MASSACHUSETTS - One U.S. state is taking steps to mitigate what some are calling the "silver tsunami" - a wave of thousands of baby boomers selling their businesses as they prepare to retire.
A growing number of baby boomers aren't planning to pass on their businesses to their children, reports Fast Company. Instead, many individuals are choosing to sell to corporations, private equity firms, and large conglomerates to avoid shuttering their life's work. But of course, that often means layoffs and fewer businesses.
Massachusetts is one state that's concerned. It hired two non-profit firms to assist in convincing the owners of the state's 28,000 boomer-run businesses to shift to employee ownership models.
One type of employee-owned model has seen a big rise in popularity as of late, including in the woodworking industry. Companies belonging to an employee stock ownership plan (ESOP) provide their employees with stock ownership, often at upfront cost to the employees. ESOP shares, however, are part of employees' remuneration for work performed. Shares are allocated to employees and may be held in an ESOP trust until the employee retires or leaves the company. The shares are then either bought back by the company for redistribution or voided.
An ESOP grants favorable tax incentives, including paying little corporate income tax, on the sale. The business also gets to remain independent and keep its distinct culture.
More than 7,000 U.S. companies have gone ESOP, says Forbes. In our industry, wood waste processor Bandit; Whitewood Furniture; surface fabricator and tooling firm Pinske Edge; cabinet firm Mid South Building Supply; Kentwood Office Furniture; and Wisconsin's KI furniture - one of the nation's largest employee-owned firms, have transitioned to ESOP.
Giving employees ownership has a few advantages.
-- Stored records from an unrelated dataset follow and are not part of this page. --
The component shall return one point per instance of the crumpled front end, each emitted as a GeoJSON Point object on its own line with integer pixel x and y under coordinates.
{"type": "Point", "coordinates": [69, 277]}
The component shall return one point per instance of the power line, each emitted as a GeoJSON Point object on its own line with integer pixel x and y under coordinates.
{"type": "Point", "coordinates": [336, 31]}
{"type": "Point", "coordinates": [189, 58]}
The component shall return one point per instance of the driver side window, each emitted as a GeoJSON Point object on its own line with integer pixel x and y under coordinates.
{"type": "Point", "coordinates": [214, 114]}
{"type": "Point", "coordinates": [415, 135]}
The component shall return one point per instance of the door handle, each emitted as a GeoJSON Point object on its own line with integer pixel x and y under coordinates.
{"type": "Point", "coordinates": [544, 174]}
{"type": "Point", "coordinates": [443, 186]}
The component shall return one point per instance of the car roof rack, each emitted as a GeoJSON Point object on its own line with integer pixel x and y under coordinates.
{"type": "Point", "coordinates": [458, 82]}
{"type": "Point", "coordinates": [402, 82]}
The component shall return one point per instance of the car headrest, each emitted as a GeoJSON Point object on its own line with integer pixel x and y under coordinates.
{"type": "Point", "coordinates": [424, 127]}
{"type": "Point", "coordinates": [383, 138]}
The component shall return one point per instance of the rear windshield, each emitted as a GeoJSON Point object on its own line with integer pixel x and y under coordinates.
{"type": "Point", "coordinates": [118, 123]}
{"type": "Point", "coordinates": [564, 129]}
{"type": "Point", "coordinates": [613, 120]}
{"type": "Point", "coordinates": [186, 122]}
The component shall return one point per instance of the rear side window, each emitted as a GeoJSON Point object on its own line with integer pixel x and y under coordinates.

Many employees will feel that there's more at stake and as result, be more engaged. Companies with high employee engagement saw 37 percent lower absenteeism, according to Gallup. Gallup also found a 43 percent correlation between engagement levels and turnover. When engagement goes down, turnover goes up. If engagement goes up, turnover goes down.
There is some concern about ESOP models though, as they tend to be complex and expensive - especially for a very small business. Some owners are also hesitant to trust employees with that level of responsibility.
Incentivizing employee-owned models could be especially important today, as data suggests Millennials are starting businesses at the lowest rate of any generation.